In einem Zeitalter, in dem sich sogar Beschuldigte von Tötungsdelikten diskriminert fühlen dürfen, stellt sich die Frage nach der Erfolgswahrscheinlichkeit von nichtssagenden Täterbeschreibungen. Die Älteren unter uns werden sich bei dem folgenden Text an den Fahndungsaufruf von Loriot erinnert fühlen:

„Der als 18 bis 20 Jahre alter Mann beschriebene Tatverdächtige flüchtete demnach zu Fuß mit einem Begleiter und soll zwischen 1,70 und 1,80 Meter groß sein. Laut Zeugen trug der schmächtige Mann eine Jeans mit Schlag, ein T-Shirt und einen Anglerhut. Die Polizei fahndet nach ihm und sucht weitere Zeugen. Hinweise nimmt die Polizei unter der Nummer xxxx-xxx-x entgegen.“

Natürlich war bei der gesamten Berichterstattung, die den Täter mit keinem einzigen Wort erwähnte und nur vom Opfer sprach, von Anfang an klar, dass es sich bei ihm nicht um eine typische „Kartoffel“ handelt, denn sonst wäre schon längst Nazi-Alarm geschlagen worden. Die BILD-Zeitung war natürlich live vor Ort als der Tatverdächtige, ein russischer Staatsbürger, dem Haftrichter vorgeführt wurde. Wie man an der Überschrift erkennen kann, würden die Journalisten vermutlich Anklage wegen Mordes erheben und lebenslange Haft mit anschließender Sicherungsverwahrung fordern, wenn sie es könnten.

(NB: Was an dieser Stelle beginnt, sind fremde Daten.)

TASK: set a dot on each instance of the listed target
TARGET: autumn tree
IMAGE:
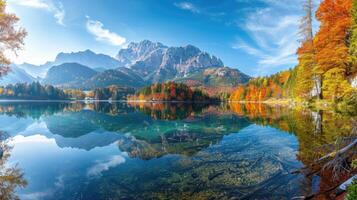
(332, 42)
(305, 78)
(11, 37)
(353, 41)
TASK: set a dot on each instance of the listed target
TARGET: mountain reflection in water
(165, 151)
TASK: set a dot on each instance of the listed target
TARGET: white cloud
(100, 167)
(48, 5)
(187, 6)
(20, 139)
(273, 39)
(97, 29)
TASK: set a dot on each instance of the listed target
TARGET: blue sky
(259, 37)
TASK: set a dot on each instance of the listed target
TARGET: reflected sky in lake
(163, 151)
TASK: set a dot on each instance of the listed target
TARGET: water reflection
(170, 151)
(11, 177)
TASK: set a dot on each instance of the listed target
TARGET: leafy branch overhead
(11, 37)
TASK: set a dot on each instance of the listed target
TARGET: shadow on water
(190, 151)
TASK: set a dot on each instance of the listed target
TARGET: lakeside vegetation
(327, 61)
(170, 91)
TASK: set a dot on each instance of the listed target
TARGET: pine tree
(306, 56)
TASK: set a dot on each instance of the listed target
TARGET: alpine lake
(119, 150)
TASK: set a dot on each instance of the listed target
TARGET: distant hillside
(87, 58)
(156, 62)
(170, 91)
(121, 77)
(68, 74)
(16, 75)
(215, 77)
(138, 65)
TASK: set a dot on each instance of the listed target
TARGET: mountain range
(139, 64)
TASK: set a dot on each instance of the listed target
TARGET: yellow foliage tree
(11, 38)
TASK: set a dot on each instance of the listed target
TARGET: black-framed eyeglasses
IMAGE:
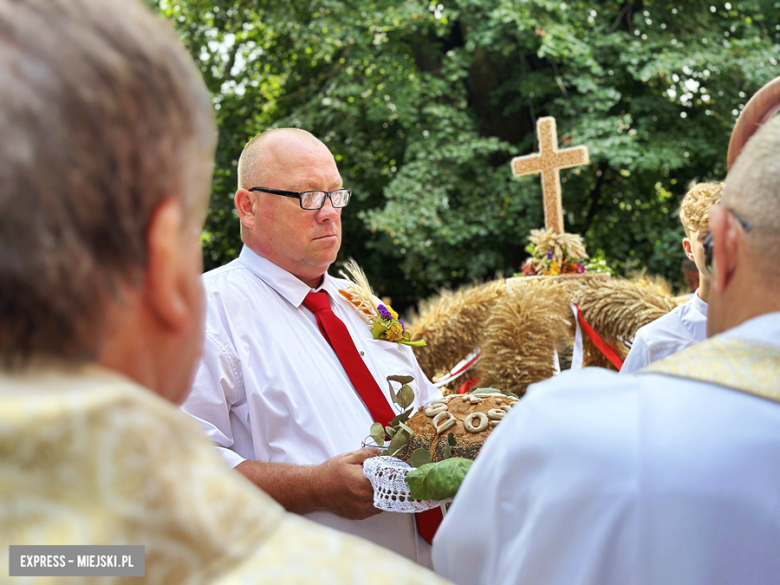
(312, 200)
(709, 245)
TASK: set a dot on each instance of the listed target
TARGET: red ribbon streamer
(605, 348)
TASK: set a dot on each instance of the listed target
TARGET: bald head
(266, 152)
(753, 190)
(304, 242)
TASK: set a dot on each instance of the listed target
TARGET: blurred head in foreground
(745, 231)
(107, 138)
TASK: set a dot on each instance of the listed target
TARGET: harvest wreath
(426, 454)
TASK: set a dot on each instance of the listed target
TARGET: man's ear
(245, 205)
(688, 249)
(724, 236)
(163, 291)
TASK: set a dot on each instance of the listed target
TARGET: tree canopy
(424, 104)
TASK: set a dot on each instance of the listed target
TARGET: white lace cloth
(391, 493)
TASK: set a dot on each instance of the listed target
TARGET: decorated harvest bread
(468, 417)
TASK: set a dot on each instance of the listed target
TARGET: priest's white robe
(682, 327)
(600, 479)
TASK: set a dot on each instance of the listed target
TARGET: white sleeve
(217, 385)
(548, 499)
(639, 356)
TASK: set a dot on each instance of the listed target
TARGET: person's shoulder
(665, 323)
(575, 398)
(302, 552)
(223, 273)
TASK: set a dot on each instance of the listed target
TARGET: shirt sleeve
(638, 357)
(217, 384)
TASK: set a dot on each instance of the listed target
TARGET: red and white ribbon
(460, 368)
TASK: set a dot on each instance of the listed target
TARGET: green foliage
(424, 105)
(438, 481)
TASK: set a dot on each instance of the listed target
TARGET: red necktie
(337, 335)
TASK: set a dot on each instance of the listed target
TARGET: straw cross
(549, 161)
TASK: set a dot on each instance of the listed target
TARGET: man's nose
(327, 212)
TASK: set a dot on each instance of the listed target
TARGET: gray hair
(103, 115)
(753, 189)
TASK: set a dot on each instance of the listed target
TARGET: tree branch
(320, 79)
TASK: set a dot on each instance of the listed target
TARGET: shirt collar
(283, 282)
(699, 304)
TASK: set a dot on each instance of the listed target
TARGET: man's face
(694, 249)
(303, 242)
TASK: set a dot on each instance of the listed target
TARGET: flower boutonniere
(382, 320)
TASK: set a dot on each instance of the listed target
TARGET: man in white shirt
(270, 391)
(107, 140)
(686, 324)
(666, 477)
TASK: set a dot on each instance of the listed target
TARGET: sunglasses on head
(709, 244)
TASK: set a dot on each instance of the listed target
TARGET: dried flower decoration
(382, 319)
(554, 254)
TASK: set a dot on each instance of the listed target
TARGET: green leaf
(438, 481)
(397, 443)
(378, 434)
(401, 379)
(407, 340)
(420, 457)
(451, 442)
(405, 396)
(378, 329)
(403, 417)
(407, 429)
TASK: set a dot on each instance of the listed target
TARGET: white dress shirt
(270, 388)
(600, 479)
(680, 328)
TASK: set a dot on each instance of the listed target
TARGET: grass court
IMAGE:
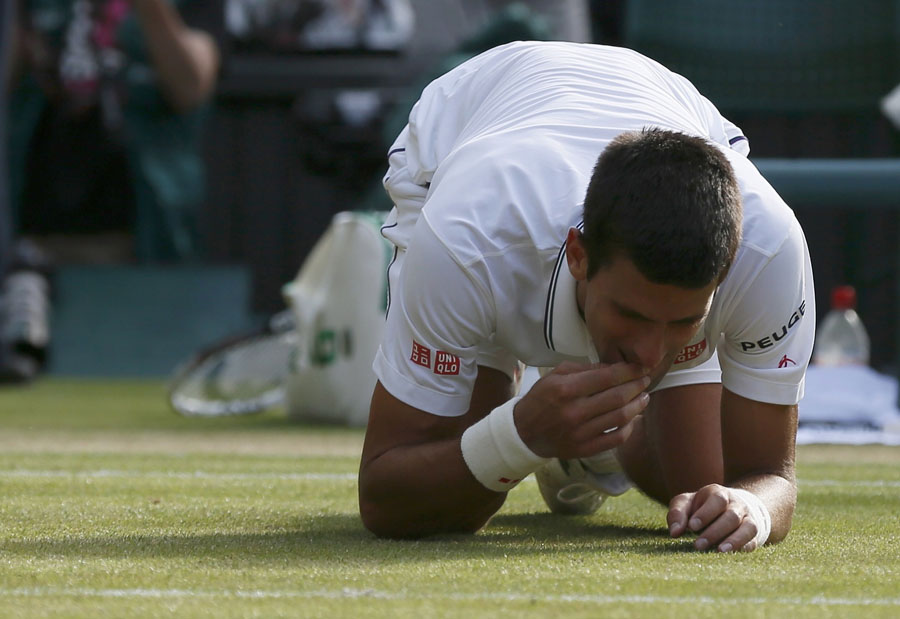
(113, 506)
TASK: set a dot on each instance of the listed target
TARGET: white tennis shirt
(487, 178)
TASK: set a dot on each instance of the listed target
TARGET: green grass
(112, 506)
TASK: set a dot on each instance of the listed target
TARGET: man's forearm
(420, 490)
(186, 61)
(779, 495)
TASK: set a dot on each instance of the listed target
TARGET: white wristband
(759, 513)
(494, 451)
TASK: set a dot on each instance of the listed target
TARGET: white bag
(339, 299)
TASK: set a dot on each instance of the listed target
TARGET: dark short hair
(667, 201)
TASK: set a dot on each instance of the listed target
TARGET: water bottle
(842, 338)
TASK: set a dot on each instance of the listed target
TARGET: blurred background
(306, 97)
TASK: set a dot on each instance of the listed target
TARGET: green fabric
(163, 146)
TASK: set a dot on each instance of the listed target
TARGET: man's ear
(576, 255)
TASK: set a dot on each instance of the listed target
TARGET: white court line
(347, 593)
(108, 473)
(105, 473)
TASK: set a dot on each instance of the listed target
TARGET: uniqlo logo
(421, 355)
(690, 352)
(446, 364)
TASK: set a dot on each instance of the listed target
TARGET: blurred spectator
(306, 25)
(567, 20)
(106, 109)
(6, 16)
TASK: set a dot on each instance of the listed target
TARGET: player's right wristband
(759, 513)
(495, 453)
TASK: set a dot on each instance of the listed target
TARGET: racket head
(241, 375)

Das juristische Problem dieses Falles wird jedoch sein, dem Tatverdächtigen den Tötungsvorsatz bei dem Faustschlag nachzuweisen. Sollte dies nicht gelingen, was in solchen Fällen die Regel ist, verbleibt nur die Anklage wegen Körperverletzung mit Todesfolge. Spätestens dann kommt die zweite große der Stunde für die BILD-Zeitung, wenn sie empört die deutsche „Kuscheljustiz“ kritisiert. Da der Tatverdächtige jedoch bereits einschlägig vorbestraft ist und das Opfer einer besonders geschützten Gruppe angehörte, dürfte hier allerdings im Falle der Verurteilung keine allzu milde Strafe zu erwarten sein.